Quello che i francesi chiamano radio moquette e che si potrebbe tradurre, in italiano, con gossip sotterraneo, è positivo o negativo all’interno di una società, soprattutto quando a farlo è il capo? Mi è capitato alcune volte, nelle diverse aziende in cui ho lavorato, di ricevere una telefonata del mio capo che mi raccontava, in via del tutto confidenziale, di aver saputo da qualcuno non meglio identificato che uno dei miei collaboratori non si trovava bene o aveva qualche problema. Una telefonata di questo tipo ha sempre un doppio fine (nessuno dei quali è positivo): da un lato sottolineare che io non mi fossi accorta di questo malessere e, dall’altro, evidenziare il suo potere (ho più informazioni di te sul tuo team). Altre volte, invece, mi è capitato di venire a sapere di chiacchiere confidenziali tra colleghi durante le quali qualcuno della mia squadra si era aperto a commenti negativi o aveva evidenziato la sua voglia di cambiare ruolo, funzione o ufficio.
All’inizio, di fronte a queste situazioni, mi sentivo in colpa, quasi inadeguata al ruolo di capo.

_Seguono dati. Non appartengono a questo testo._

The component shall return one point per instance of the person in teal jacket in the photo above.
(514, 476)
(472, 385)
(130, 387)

Provavo un senso di arrabbiatura per quello che mi era sfuggito e un po' di delusione per non essere riuscita a gestire, al meglio, le persone che tutti i giorni lavoravano con me. Come avevo fatto a non accorgermi di questo malessere nonostante tutto il tempo passato nello stesso ufficio a lavorare insieme? Ho sempre passato molto tempo con le risorse, dalle più junior alle più senior. Certo, non sono mai stata, per mia scelta, iper presente fuori ufficio come ad esempio per vedere tutte le partite di calcio insieme o partecipare a tutte le serate organizzate tra di loro, ma ho sempre pensato di essere piuttosto presente. Però, proprio durante quelle serate, si manifestava il malessere di qualcuno che mi veniva poi riferito.
Quando avevo meno esperienza, stavo in attesa e lasciavo che il mio capo mi aiutasse a risolvere il problema. Davo sempre per scontato che quanto mi veniva detto fosse vero. Con il tempo, però, ho imparato ad approfondire e a chiedere approfondimenti. Banalmente, senza il nome della fonte, l’informazione ricevuta non aveva alcun valore, almeno per me. Non dimentichiamo, infatti, che nel rapporto con il proprio responsabile - indipendentemente dal ruolo ricoperto - la trasparenza deve essere un caposaldo.
Una volta resa nota la fonte, poi, è importante capire quanto sia attendibile. Come ha avuto quell’informazione? Per via diretta o indiretta? È stata una chiacchierata spontanea o “casualmente” provocata? Questi elementi, anche se sembrano di poco conto, cambiano non poco la valutazione. Una cosa, ad esempio, è dire spontaneamente «voglio cambiare ruolo/ufficio perché ho problemi a relazionarmi con X», un’altra - invece - è essere sollecitati a dire «mi piacerebbe, in futuro, lavorare anche nell’ufficio Y e fare un’esperienza in un’altra città».
E, volendo riassumere entrambe le situazioni appena descritte si potrebbero tradurre con «quella persona vuole cambiare ruolo/ufficio/città». Io penso che la chiave di tutto sia la fiducia, per il capo da parte dei collaboratori e per i collaboratori da parte del capo. Questo problema si pone soprattutto all’interno del tema legato alla comunicazione manageriale. L’unica domanda da porsi è: «Come il responsabile gestisce l’informazione ricevuta e come la fa circolare?”. Bisogna essere prudenti perché il gossip può avere un impatto significativo sulle performance, demotivare i collaboratori e alimentare frustrazione e arrabbiature che non fanno altro che rovinare il clima.